Grok ottiene un punteggio di rischio di appena 6, uno dei migliori mai registrati. Il risultato è trainato da un’elevata valutazione degli utenti (4,5 su 5), una buona stabilità delle risposte e tempi di inattività quasi nulli: solo lo 0,07%.

All’estremo opposto troviamo proprio ChatGPT, che chiude la classifica con il punteggio massimo di rischio: 99. Una bocciatura pesante, che evidenzia come popolarità e affidabilità non sempre vadano di pari passo.

Subito dopo ChatGPT compaiono Claude con un punteggio di 75 e Mea AI con 70. Valori che indicano un livello di rischio ancora significativo.

DeepSeek sorprende (quasi quanto Grok)

Un altro dato interessante riguarda DeepSeek, che si avvicina molto alle prestazioni di Grok. Il modello cinese registra solo il 14% di allucinazioni, zero downtime e un punteggio di rischio finale di 4, addirittura inferiore a quello di Grok.

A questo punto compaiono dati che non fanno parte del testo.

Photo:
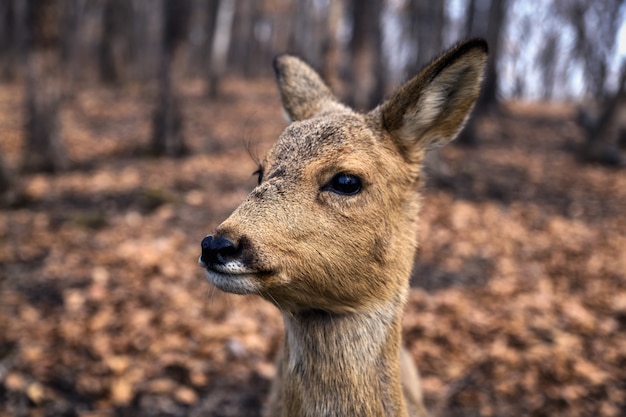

Un segnale chiaro: la leadership nell’IA non è più monopolio delle solite aziende occidentali, e la competizione si sta spostando sempre più sul terreno della qualità reale, non del marketing.

Meno creatività, più affidabilità?

Questi risultati riaprono una questione scomoda: i modelli più “creativi” sono anche quelli più inclini a inventare. Grok e DeepSeek, meno orientati a risposte eccessivamente “fantasiose”, sembrano pagare meno pegno in termini di allucinazioni.

Se la tendenza verrà confermata nei prossimi mesi, potremmo assistere a un cambio di priorità nell’IA generativa: meno spettacolo, più rigore. E per molti utenti professionali, questa sarebbe una notizia tutt’altro che negativa.